By adding tools=”hover” to our figure, we can specify custom data affiliated with each data point when the user hovers over each point. In this example, since we are comparing Hue and Proline, I added those two to our hover feature via “tooltips”.

graph3 = figure(title = "Bokeh Scatter Graph - Interactive", tools="hover", tooltips="@Wine: (@Hue,@Proline)") 
graph3.scatter(source=wine, x='Hue', y='Proline',fill_alpha=0.6, fill_color=index_cmap,size=10,legend_group='Wine')

Now we can hover over our data points and view the data affiliated with each point! This is completely customizable and will only display what you tell it to.

Customize Legend and Hide Data

We can customize our data further by creating an interactive legend that allows you to display or hide each category.

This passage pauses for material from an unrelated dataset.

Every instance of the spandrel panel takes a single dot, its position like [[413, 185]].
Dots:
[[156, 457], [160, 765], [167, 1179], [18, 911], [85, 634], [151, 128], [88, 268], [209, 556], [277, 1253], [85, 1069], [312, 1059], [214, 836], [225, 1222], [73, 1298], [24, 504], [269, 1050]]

As I mentioned before, glyphs can be layered in Bokeh. To create an interactive legend, we will split our data into three dataframes to capture our three categories: Barbera, Barolo, and Grignolino.

barbera = wine[wine["Wine"] == "Barbera"]
barolo = wine[wine["Wine"] == "Barolo"]
grignolino = wine[wine["Wine"] == "Grignolino"]

Now, instead of plotting all the data in one scatter glyph, we will layer the three scatter glyphs on top of our figure, and assign the “click_policy” to “hide” which allows us to hide the category upon clicking.

# Creating a new graph containing all our previous work for demonstration purposes
graph4 = figure(title = "Bokeh Scatter Graph - Interactive", tools="hover", tooltips="@Wine: (@Hue,@Proline)")
# Here, we create a custom legend, layering our three different scatter glyphs
# Barbera data
graph4.scatter(source=barbera, x='Hue', y='Proline', fill_alpha=0.6, fill_color=index_cmap,size=10,legend_label='Barbera')
# Barolo data
graph4.scatter(source=barolo, x='Hue', y='Proline',fill_alpha=0.6, fill_color=index_cmap,size=10,legend_label='Barolo')
# Grignolino data
graph4.scatter(source=grignolino, x='Hue', y='Proline', fill_alpha=0.6,fill_color=index_cmap,size=10,legend_label='Grignolino')
# Hide one of the legend categories when clicked on in our legend
graph4.legend.click_policy="hide"

Let’s see it work all together!

Now, the user can split out specific categories they’d like to see, and hover over each point to view detailed information about that point (as opposed to guesstimating using the x and y axis legend).

The possibilities with Bokeh are endless. In fact, we have barely touched the surface in this tutorial! I invite you to explore the Bokeh documentation to view all the other features you can customize your data with. I hope you had fun learning Bokeh with me!